NVIDIA Launches GeForce GTX 960
by Ryan Smith on January 22, 2015 9:00 AM ESTEditor's Note: Due to personal matters we won’t have a GeForce GTX 960 review published today. But in lieu of that we wanted to go over the basics of NVIDIA’s latest Maxwell card
With the launch of their first Maxwell GPUs just under a year ago, NVIDIA has by all accounts set themselves up on a solid trajectory for this generation of video cards. Maxwell has proven to be a sturdy GPU architecture, delivering strong performance alongside class-leading power efficiency. NVIDIA’s semi-refresh of Maxwell back in September for the “second generation” Maxwell GM2xx family (GTX 980 and GTX 970) served to further improve NVIDIA’s offerings, coupling Maxwell with a battery of new features for existing and future games alike.
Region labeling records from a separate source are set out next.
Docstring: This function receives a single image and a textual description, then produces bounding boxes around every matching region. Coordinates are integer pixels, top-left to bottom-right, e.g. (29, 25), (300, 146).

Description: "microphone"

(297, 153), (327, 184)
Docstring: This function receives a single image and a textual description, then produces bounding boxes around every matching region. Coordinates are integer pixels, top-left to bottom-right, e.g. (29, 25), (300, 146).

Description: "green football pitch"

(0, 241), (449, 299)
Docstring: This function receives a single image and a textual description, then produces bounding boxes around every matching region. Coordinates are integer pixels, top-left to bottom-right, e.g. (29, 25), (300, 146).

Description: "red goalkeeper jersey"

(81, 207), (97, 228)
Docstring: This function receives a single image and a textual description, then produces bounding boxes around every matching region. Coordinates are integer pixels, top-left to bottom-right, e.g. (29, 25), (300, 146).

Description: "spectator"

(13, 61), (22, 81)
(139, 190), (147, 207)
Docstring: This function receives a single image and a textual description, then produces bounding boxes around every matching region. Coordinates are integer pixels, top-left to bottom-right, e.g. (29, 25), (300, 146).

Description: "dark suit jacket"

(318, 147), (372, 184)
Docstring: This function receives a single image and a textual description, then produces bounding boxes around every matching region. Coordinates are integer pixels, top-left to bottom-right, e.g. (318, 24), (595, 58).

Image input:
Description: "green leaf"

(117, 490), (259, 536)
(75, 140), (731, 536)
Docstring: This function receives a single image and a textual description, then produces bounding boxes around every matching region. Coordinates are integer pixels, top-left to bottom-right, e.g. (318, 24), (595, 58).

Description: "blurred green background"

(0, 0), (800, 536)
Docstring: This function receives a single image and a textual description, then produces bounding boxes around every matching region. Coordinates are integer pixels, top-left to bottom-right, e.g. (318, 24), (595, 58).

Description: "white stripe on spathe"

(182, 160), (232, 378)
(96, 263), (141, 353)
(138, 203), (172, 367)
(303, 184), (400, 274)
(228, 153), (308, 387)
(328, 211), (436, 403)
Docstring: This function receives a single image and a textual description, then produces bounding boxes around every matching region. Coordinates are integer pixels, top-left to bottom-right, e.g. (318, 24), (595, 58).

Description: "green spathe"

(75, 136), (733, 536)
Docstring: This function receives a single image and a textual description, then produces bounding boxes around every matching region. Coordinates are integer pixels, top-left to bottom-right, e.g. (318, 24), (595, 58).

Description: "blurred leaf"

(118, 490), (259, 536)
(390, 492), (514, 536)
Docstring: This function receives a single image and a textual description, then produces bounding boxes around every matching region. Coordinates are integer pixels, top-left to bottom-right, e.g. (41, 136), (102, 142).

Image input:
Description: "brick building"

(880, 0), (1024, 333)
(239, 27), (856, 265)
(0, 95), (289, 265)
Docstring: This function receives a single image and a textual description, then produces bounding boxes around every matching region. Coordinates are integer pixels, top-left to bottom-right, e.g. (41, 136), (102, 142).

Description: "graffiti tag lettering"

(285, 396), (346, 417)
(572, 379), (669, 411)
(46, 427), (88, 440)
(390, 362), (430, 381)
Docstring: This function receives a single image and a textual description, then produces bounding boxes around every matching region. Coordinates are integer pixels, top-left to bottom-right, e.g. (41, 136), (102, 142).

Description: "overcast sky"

So far we have seen NVIDIA release Maxwell into the low-end/mainstream market with the GTX 750 series, and then go after the high-end of the market with the GTX 980 and GTX 970. The last remaining piece of the puzzle for Maxwell is what comes between those two markets, the enthusiast market, typically served by NVIDIA’s x60 parts. Now just a bit over 4 months after NVIDIA’s launch into the high-end market, NVIDIA is back with their latest Maxwell GPU and latest video cards to do battle for the enthusiast market.
Launching today is the GeForce GTX 960 and the GM206 GPU. Following in the established traditions of the x60 video cards, NVIDIA is looking to reestablish their place in the enthusiast video card market with their latest offering. With GTX 980 and GTX 970 targeted at the 4K and 1440p markets, GTX 960 is in turn designed to be NVIDIA’s high-end 1080p card, capable of running most games with maximum (or near maximum) image quality at the still most common desktop resolution of 1920x1080. To do this they have brought down Maxwell 2 into GM206, a new, smaller GPU tailored for this market segment.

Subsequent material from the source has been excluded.